Waste, Community Fees and the "Hidden" Utilities
A few charges are not utilities in the strict sense but land in the same mental bucket:
- Basuras (rubbish tax) — billed annually or semi‑annually by the town hall (ayuntamiento).
- IBI (property tax) — annual, only if you own.
- Comunidad de propietarios — the building's community fees, if you're in a flat. Covers cleaning, lift, sometimes heating and hot water.
Ask your landlord or estate agent up front which of these you're responsible for. In many rentals, comunidad and IBI are the owner's responsibility while basuras falls to the tenant — but this is negotiable and should be written into the contract.
Common Mistakes to Avoid
- Signing without checking permanencia. Long minimum‑stay clauses can lock you in for 12–24 months with steep exit penalties.
- Leaving utilities in the landlord's name indefinitely. Fine short term, but you lose control over tariff choice and can't claim consumption for residency proofs.
- Overpaying for contracted electrical power. Have a look at your peak usage and consider lowering the kW.

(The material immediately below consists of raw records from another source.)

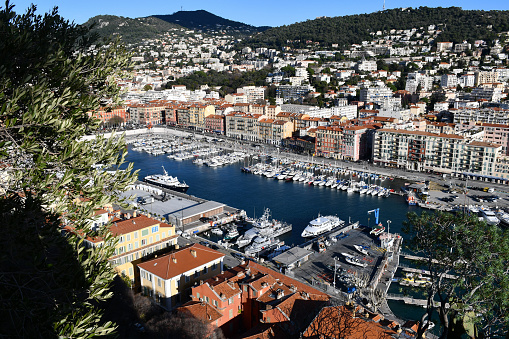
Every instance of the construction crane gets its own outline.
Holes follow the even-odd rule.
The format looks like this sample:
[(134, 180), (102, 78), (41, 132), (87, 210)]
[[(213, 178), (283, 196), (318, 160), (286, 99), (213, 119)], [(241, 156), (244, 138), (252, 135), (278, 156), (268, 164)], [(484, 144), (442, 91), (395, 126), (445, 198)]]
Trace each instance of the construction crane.
[(375, 225), (378, 225), (378, 215), (380, 214), (380, 209), (375, 208), (374, 210), (368, 211), (368, 214), (375, 213)]

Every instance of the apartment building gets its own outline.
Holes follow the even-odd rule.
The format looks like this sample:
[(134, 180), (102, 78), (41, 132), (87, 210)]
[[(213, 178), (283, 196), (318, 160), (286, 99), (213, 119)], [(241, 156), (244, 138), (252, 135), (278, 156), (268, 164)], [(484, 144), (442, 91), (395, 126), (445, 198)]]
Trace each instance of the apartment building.
[(509, 109), (489, 108), (451, 108), (455, 123), (468, 124), (470, 121), (489, 124), (509, 125)]
[(244, 86), (237, 88), (237, 93), (244, 94), (247, 98), (247, 102), (251, 103), (265, 99), (265, 87), (261, 86)]
[(281, 106), (279, 105), (267, 105), (263, 115), (266, 115), (269, 119), (276, 119), (277, 115), (281, 112)]
[(484, 131), (483, 141), (502, 146), (501, 154), (509, 156), (509, 125), (478, 123)]
[(319, 126), (316, 129), (315, 154), (326, 158), (343, 159), (343, 128)]
[(131, 122), (140, 125), (160, 125), (162, 123), (162, 104), (131, 104), (127, 107)]
[(384, 101), (393, 96), (392, 90), (384, 84), (377, 84), (376, 86), (369, 86), (361, 88), (359, 100), (364, 102), (373, 102), (379, 106), (383, 105)]
[(306, 96), (309, 92), (314, 91), (315, 89), (311, 85), (301, 85), (301, 86), (280, 85), (276, 89), (276, 94), (278, 97), (283, 98), (285, 101), (300, 100), (301, 98)]
[(212, 114), (205, 117), (205, 130), (217, 134), (225, 134), (225, 117)]
[(491, 176), (501, 149), (454, 134), (380, 129), (375, 134), (373, 162), (413, 171)]
[(239, 140), (258, 141), (259, 123), (264, 116), (243, 112), (232, 112), (225, 116), (226, 136)]
[[(147, 255), (174, 246), (177, 243), (175, 226), (145, 215), (127, 216), (125, 220), (114, 219), (109, 231), (118, 240), (115, 253), (108, 260), (121, 276), (127, 277), (133, 286), (139, 285), (136, 265)], [(86, 247), (99, 247), (104, 243), (100, 237), (87, 237)]]
[(189, 127), (191, 125), (188, 105), (181, 105), (177, 108), (177, 123), (182, 127)]
[(456, 74), (444, 74), (440, 78), (440, 86), (442, 88), (446, 87), (456, 87), (458, 85), (458, 77)]
[(94, 116), (103, 124), (107, 124), (113, 117), (121, 118), (123, 123), (126, 123), (130, 120), (129, 112), (127, 112), (125, 107), (101, 107), (97, 112), (89, 112), (88, 115)]
[(341, 144), (343, 159), (352, 161), (367, 159), (371, 155), (372, 130), (373, 127), (370, 125), (345, 126)]
[(141, 289), (171, 310), (189, 300), (192, 286), (223, 271), (224, 254), (192, 244), (138, 264)]
[[(202, 304), (220, 314), (214, 324), (227, 337), (260, 324), (285, 323), (284, 337), (298, 335), (329, 296), (306, 284), (253, 261), (243, 262), (192, 288), (192, 302), (179, 310)], [(202, 319), (207, 321), (207, 319)]]
[(279, 146), (282, 139), (292, 136), (292, 125), (289, 121), (262, 118), (258, 122), (258, 140)]
[(475, 85), (498, 82), (498, 72), (477, 71), (475, 74)]
[(248, 101), (248, 97), (245, 93), (230, 93), (230, 94), (226, 94), (224, 96), (224, 100), (226, 100), (227, 102), (231, 103), (231, 104), (247, 104), (249, 101)]
[(191, 105), (189, 106), (189, 126), (194, 127), (196, 130), (204, 130), (205, 118), (215, 113), (216, 108), (214, 105)]

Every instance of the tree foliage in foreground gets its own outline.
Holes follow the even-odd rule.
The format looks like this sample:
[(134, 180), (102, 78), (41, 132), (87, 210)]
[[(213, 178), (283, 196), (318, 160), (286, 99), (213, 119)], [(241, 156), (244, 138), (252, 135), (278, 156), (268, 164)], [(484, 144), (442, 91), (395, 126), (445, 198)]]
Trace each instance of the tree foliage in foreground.
[[(87, 250), (81, 237), (133, 174), (92, 168), (121, 164), (122, 138), (83, 137), (99, 126), (87, 112), (118, 101), (128, 55), (116, 43), (87, 53), (86, 29), (56, 9), (13, 7), (0, 7), (0, 336), (107, 335), (98, 306), (111, 296), (113, 241), (100, 231), (107, 245)], [(62, 236), (64, 223), (81, 235)]]
[(404, 231), (411, 237), (409, 248), (424, 258), (423, 268), (431, 272), (418, 337), (434, 311), (440, 318), (441, 338), (457, 335), (458, 323), (466, 328), (475, 325), (486, 338), (505, 335), (509, 330), (508, 232), (477, 216), (443, 212), (409, 213)]

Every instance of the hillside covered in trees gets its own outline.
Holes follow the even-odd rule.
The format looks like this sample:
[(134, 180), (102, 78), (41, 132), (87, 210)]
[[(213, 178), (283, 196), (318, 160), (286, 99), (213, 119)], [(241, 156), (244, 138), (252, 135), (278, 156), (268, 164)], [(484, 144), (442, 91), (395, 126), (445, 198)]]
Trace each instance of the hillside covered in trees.
[(442, 31), (438, 41), (491, 41), (497, 33), (509, 31), (509, 11), (463, 10), (449, 8), (398, 8), (370, 14), (318, 18), (258, 33), (242, 45), (252, 47), (291, 46), (303, 48), (309, 42), (320, 47), (338, 44), (347, 47), (371, 40), (370, 33), (391, 29), (411, 29), (436, 25)]
[(252, 34), (269, 28), (251, 26), (242, 22), (225, 19), (205, 10), (178, 11), (173, 14), (153, 15), (152, 17), (169, 23), (179, 24), (189, 29), (202, 31), (226, 30), (232, 33)]
[(142, 39), (154, 39), (173, 28), (182, 28), (155, 17), (131, 19), (115, 15), (98, 15), (90, 18), (83, 25), (90, 27), (93, 24), (95, 26), (90, 31), (92, 34), (95, 33), (104, 38), (118, 36), (127, 44), (136, 43)]

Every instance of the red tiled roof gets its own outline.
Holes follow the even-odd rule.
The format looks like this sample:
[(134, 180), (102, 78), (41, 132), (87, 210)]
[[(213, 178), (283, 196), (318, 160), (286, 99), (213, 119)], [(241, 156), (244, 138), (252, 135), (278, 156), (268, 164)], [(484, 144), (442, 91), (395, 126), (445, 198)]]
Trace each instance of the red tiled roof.
[[(196, 256), (193, 255), (193, 251)], [(221, 252), (206, 246), (193, 244), (162, 257), (138, 264), (138, 267), (167, 280), (223, 257), (224, 254)]]
[(200, 319), (207, 323), (212, 323), (223, 316), (223, 314), (214, 306), (201, 301), (188, 301), (179, 307), (177, 311), (191, 315), (194, 318)]

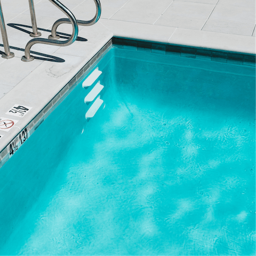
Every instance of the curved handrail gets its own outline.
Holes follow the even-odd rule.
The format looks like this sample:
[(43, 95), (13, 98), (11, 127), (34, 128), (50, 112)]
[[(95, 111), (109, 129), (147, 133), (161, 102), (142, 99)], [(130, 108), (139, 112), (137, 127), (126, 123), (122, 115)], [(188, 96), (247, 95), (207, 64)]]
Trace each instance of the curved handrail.
[(42, 35), (40, 32), (37, 31), (37, 25), (36, 25), (36, 14), (35, 13), (35, 5), (34, 0), (28, 0), (29, 4), (29, 10), (30, 11), (31, 22), (32, 23), (32, 28), (33, 32), (30, 33), (30, 36), (32, 37), (37, 37)]
[[(96, 5), (96, 13), (93, 19), (90, 20), (77, 20), (77, 24), (81, 26), (91, 26), (95, 24), (100, 17), (101, 14), (101, 5), (99, 0), (93, 0)], [(48, 38), (49, 39), (52, 39), (57, 40), (60, 38), (60, 36), (57, 34), (57, 30), (58, 27), (62, 23), (70, 24), (70, 21), (68, 19), (60, 19), (58, 20), (53, 24), (52, 28), (52, 34), (50, 35)]]
[(49, 0), (55, 6), (59, 8), (62, 12), (65, 13), (70, 20), (70, 23), (73, 27), (72, 35), (68, 39), (65, 41), (56, 41), (46, 38), (34, 38), (30, 40), (26, 46), (25, 55), (22, 57), (21, 60), (23, 61), (31, 61), (34, 59), (33, 56), (30, 55), (30, 49), (35, 44), (50, 44), (58, 46), (67, 46), (73, 43), (76, 39), (78, 34), (78, 26), (76, 18), (73, 14), (65, 5), (58, 0)]
[(1, 30), (2, 37), (3, 38), (3, 44), (4, 45), (4, 53), (2, 57), (5, 59), (11, 59), (14, 57), (14, 54), (10, 51), (9, 43), (7, 37), (6, 29), (4, 23), (4, 15), (2, 11), (1, 1), (0, 0), (0, 30)]

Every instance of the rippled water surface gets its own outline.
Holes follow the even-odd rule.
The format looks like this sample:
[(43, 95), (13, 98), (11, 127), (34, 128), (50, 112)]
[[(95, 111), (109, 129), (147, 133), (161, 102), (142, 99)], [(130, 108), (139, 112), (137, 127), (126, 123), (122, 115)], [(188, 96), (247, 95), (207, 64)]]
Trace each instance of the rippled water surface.
[(255, 67), (112, 49), (0, 169), (0, 255), (255, 255)]

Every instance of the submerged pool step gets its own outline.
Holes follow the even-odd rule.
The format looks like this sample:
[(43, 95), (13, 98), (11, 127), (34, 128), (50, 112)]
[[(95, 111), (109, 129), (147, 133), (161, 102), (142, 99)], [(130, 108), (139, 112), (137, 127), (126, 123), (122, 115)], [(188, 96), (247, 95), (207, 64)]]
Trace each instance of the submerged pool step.
[(84, 88), (87, 88), (87, 87), (90, 86), (98, 78), (101, 73), (102, 72), (99, 70), (99, 68), (97, 68), (83, 82), (82, 85), (83, 87)]
[(85, 114), (85, 118), (88, 119), (93, 117), (100, 106), (102, 105), (103, 102), (103, 100), (100, 98), (100, 97), (97, 98), (86, 112), (86, 114)]
[(104, 86), (100, 84), (100, 81), (99, 81), (91, 91), (86, 95), (84, 98), (84, 103), (89, 103), (93, 101), (94, 99), (99, 95), (100, 92), (103, 90)]

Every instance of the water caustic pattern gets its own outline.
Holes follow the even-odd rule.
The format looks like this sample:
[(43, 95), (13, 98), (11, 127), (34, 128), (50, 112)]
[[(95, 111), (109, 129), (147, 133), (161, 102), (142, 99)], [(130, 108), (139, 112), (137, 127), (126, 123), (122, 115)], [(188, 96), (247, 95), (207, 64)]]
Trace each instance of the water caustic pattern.
[(255, 255), (255, 68), (122, 51), (1, 169), (0, 254)]

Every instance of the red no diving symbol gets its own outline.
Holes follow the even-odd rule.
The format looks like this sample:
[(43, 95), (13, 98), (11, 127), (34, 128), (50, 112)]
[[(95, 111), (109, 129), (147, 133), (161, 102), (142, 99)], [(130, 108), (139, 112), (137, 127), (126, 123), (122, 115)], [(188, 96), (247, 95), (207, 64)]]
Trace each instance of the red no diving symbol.
[(0, 122), (0, 129), (9, 129), (14, 125), (12, 120), (2, 120)]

- Ignoring the CUPS. Always keep it — it's the fastest way to switch providers later.
- Assuming English support. It exists at premium tiers and with some MVNOs, but Spanish (or a Spanish‑speaking friend) will save you hours.
Quick FAQ
How long does it take to set up utilities in Spain as an expat? With an active supply, electricity and water transfers usually take 1–5 business days. Fibre internet is typically 3–10 business days. New installations from scratch can stretch to several weeks.
Can I set up utilities before I have my NIE? Not in your own name. You can use prepaid mobile with just a passport, and your landlord can keep utilities in their name while you reimburse them until your NIE arrives.
Do I need a Spanish bank account? In practice, yes. Almost all providers require SEPA direct debit from a Spanish IBAN, though some now accept other EU IBANs.
Is it worth switching providers after the first year? Often, yes. The Spanish market rewards shoppers — loyalty rarely pays. Compare offers every 12 months.
Rules, tariffs, and provider offers in Spain change frequently. Before signing any contract, confirm the current terms directly with the provider or a licensed gestor, and read the fine print on permanencia and price revisions.